« Arrêtez de faire sans nous ! »

« Arrêtez de faire sans nous ! »

Compte-rendu : Marie Butty, rédactrice 

Ce sont les dreadlocks les plus célèbres de l’histoire culturelle suisse récente : l’an dernier, un concert de reggae avait été interrompu à Berne au motif d’appropriation culturelle. Une table ronde lausannoise est revenue sur la question.

C’est en juillet 2022 que l’affaire, désormais appelée des « rastas blancs », enflammait les débats autour du sujet de l’appropriation culturelle. Pour rappel, le groupe de musique Lauwarm, dont deux membres portent des dreadlocks, a dû interrompre sa prestation à Berne et s’est vu déprogrammer un concert à la suite d’accusations d’appropriation culturelle. Ce terme désigne la reprise d’éléments provenant de la culture d’un groupe minoritaire et dominé par un groupe majoritaire.

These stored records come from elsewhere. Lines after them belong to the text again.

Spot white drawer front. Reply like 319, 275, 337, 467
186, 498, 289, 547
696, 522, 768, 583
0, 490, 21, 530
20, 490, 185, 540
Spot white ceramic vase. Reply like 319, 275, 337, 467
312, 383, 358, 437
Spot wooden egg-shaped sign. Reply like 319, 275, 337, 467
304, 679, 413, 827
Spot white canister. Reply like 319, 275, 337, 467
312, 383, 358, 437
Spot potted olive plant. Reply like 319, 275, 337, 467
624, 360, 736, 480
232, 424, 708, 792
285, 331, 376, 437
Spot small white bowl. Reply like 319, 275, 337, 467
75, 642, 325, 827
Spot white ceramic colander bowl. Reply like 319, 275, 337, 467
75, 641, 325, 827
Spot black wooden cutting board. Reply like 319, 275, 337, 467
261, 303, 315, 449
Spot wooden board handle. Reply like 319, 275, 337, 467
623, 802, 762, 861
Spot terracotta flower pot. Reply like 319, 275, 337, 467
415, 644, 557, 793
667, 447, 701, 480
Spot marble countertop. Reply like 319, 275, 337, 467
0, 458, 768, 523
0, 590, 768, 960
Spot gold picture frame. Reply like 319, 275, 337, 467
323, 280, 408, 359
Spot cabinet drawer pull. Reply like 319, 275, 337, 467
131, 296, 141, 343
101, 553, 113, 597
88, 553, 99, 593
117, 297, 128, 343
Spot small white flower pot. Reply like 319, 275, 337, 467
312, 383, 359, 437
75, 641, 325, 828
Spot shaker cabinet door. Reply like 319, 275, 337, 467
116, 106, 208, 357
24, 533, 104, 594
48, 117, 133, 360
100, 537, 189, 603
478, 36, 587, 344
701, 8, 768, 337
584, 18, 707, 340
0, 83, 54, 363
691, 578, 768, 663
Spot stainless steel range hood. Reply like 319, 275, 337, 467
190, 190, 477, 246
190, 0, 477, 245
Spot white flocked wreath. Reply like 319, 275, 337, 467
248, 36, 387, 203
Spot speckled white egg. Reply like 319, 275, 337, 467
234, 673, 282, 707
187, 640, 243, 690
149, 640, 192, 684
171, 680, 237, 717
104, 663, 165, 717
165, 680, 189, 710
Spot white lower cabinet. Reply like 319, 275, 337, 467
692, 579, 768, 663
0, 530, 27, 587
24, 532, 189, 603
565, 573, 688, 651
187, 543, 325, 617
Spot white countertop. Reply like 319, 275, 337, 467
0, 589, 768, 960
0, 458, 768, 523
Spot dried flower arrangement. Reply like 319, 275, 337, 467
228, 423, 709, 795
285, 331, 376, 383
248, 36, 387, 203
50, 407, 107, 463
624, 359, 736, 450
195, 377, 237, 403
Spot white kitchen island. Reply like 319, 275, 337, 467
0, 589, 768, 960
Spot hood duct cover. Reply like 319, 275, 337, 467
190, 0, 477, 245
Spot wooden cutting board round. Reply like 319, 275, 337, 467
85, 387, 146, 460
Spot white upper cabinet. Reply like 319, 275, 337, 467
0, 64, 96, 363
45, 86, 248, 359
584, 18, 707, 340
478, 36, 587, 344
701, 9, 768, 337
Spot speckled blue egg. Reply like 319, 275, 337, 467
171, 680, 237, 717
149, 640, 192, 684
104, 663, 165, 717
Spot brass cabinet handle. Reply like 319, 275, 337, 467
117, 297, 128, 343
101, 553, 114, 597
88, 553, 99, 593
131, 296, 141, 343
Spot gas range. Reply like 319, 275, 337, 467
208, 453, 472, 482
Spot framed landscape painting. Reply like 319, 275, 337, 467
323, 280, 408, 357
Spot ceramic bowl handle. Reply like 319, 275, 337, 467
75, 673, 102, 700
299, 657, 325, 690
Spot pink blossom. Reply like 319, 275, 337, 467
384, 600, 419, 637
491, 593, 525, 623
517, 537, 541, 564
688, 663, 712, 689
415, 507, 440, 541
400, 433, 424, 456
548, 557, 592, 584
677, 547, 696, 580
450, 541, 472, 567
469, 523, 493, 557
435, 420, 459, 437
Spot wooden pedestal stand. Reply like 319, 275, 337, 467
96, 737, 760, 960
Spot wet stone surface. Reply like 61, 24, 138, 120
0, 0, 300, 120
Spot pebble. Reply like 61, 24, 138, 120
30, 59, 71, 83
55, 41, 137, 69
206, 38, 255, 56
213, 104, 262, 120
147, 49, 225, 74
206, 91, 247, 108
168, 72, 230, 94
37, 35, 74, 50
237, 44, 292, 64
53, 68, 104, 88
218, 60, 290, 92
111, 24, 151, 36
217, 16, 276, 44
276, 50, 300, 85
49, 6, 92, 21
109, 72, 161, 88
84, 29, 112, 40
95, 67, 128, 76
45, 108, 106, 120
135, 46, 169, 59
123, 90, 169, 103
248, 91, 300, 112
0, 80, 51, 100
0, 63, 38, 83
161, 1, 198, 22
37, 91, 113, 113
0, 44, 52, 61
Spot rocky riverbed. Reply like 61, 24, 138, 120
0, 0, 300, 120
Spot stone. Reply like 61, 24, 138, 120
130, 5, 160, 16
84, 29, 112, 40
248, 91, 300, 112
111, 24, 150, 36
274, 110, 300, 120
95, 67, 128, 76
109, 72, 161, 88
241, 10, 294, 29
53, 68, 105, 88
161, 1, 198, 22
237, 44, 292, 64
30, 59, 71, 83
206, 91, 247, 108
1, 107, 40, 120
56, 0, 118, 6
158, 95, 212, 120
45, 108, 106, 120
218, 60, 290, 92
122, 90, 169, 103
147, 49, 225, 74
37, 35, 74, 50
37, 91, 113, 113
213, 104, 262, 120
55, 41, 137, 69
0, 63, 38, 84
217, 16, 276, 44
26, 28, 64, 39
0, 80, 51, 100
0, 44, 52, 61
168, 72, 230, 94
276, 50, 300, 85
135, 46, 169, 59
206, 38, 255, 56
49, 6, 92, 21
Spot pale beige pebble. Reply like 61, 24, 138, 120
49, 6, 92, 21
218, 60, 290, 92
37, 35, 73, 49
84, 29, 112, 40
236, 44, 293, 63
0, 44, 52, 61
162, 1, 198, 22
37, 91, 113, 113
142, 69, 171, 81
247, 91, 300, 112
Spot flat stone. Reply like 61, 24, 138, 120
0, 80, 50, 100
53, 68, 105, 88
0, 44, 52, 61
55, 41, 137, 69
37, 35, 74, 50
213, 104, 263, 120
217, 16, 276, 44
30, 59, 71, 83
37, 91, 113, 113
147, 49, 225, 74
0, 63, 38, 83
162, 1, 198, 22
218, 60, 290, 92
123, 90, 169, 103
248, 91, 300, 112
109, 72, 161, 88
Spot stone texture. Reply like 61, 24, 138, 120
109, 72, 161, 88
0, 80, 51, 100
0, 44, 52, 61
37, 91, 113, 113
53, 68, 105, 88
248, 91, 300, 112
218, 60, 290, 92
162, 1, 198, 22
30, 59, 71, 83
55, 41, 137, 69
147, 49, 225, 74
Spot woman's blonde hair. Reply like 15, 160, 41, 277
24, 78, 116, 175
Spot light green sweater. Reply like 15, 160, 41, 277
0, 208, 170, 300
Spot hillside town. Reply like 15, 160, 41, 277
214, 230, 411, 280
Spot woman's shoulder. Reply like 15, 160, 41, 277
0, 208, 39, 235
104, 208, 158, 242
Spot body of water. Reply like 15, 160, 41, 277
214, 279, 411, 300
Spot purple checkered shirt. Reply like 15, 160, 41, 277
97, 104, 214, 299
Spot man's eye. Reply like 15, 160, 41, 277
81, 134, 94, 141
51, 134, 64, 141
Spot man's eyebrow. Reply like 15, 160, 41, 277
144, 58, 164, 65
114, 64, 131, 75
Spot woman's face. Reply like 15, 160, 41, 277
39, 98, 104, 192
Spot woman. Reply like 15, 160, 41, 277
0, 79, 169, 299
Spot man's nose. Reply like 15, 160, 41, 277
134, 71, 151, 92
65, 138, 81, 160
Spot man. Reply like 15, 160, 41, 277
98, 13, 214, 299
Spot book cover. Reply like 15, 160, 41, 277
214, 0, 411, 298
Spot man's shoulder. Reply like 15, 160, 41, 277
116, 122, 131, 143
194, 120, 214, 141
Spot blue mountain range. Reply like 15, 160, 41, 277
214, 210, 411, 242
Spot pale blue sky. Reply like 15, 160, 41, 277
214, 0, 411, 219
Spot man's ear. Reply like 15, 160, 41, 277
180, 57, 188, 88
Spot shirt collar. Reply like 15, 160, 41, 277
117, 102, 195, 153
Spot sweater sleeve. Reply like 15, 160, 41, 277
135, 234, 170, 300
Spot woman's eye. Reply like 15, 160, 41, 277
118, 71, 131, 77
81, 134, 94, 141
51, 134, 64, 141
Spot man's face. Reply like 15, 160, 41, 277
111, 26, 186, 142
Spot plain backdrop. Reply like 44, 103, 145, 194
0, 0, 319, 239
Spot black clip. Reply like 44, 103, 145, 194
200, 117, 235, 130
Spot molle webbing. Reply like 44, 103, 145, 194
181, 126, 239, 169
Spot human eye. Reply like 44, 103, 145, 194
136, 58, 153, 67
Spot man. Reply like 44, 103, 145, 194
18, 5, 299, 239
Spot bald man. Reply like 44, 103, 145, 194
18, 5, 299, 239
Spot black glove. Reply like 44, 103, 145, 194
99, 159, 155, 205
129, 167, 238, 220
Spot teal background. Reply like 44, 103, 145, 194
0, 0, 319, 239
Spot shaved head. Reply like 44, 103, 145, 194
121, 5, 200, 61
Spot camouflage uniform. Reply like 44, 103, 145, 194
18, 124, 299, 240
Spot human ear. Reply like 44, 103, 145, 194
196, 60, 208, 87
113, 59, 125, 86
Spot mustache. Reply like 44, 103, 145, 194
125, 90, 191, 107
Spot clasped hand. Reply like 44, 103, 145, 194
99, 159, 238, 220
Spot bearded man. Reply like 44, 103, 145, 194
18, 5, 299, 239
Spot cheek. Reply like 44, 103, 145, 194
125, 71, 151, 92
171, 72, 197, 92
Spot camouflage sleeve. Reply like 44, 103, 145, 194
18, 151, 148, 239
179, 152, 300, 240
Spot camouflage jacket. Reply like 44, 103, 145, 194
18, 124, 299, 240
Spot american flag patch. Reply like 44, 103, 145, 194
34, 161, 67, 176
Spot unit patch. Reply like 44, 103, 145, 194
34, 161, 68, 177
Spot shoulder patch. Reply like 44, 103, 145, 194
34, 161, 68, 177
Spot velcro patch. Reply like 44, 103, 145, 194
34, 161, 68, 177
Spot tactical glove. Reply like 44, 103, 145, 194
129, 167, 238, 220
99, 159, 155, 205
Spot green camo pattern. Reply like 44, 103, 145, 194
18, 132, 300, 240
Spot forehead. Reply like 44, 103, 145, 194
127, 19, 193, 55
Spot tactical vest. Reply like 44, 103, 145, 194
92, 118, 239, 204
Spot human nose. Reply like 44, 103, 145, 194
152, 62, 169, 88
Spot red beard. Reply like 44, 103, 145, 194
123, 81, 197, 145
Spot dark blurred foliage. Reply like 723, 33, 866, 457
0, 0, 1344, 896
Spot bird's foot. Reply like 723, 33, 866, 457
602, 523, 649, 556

Lors d’une table ronde publique qui s’est tenue en avril dernier dans l’espace socio-culturel lausannois Pôle Sud, les intervenant·e·s étaient invité·e·s à s’exprimer sur la thématique « D’où tu causes ? ». Cette rencontre était organisée en collaboration avec le Pôle pour les Etudes Africaines de la faculté des Lettres de l’Université de Lausanne et la Société Suisse d’Etudes Africaines. Son but : entendre les différents points de vue à propos des participations culturelles afin de dépasser les discours de fracture entraînant la polarisation radicale des identités.

Recentrer le débat

Tous les sujets abordés lors de cette discussion, que ce soit dans les domaines de la musique, de la littérature ou encore du théâtre, arrivent à la même conclusion : le débat autour de l’appropriation culturelle n’est pas posé dans les bons termes. Le problème réside davantage dans les inégalités structurelles liées à la couleur de peau, encore très présentes dans nos sociétés occidentales. On en parle si peu qu’en fin de compte, elles rejaillissent ailleurs, comme dans le cas du groupe de reggae Lauwarm. Les tensions ne sont pas en tant que telles liées au port de dreadlocks ; elles résident davantage dans le choix d’un groupe de musique composé de personnes blanches dont le savoir ne provient pas de la transmission d’une tradition ancestrale.

Le débat doit donc être reposé autour de l’égalité des chances et des opportunités : est-ce que ce concert serait proposé à un groupe de musique composé de personnes noires ? Le questionnement autour de l’appropriation culturelle ne devrait en effet pas cacher le vrai problème, à savoir le manque de participation de certaines personnes en raison du racisme structurel. Pamela Ohene-Nyako, fondatrice de la plateforme AfroLitt.com et présente lors de la table ronde lausannoise, est d’avis que les réactions viennent de personnes structurellement discriminées et qu’elles doivent être comprises d’une manière plus profonde et plus large. D’où l’importance d’arrêter de faire sans elles.

 

Une vision idéalisée du dialogue

Bien que des efforts aient été entrepris par la Confédération depuis plus de dix ans dans le domaine de la participation culturelle, Pamela Ohene-Nyako pose la question de la provenance des solutions proposées et mises en place. En effet, si les décisions prises en rapport avec la participation culturelle ne sont pas réfléchies avec les personnes concernées, elles ne mènent pas à de véritables solutions. Abondant dans le même sens, le poète et historien à l’Université de Bâle HenriMichel Yéré – également présent lors de la discussion à Pôle Sud – a utilisé un exemple bien helvétique : à ce jour, il n’y a encore jamais eu de personne de couleur au Conseil fédéral.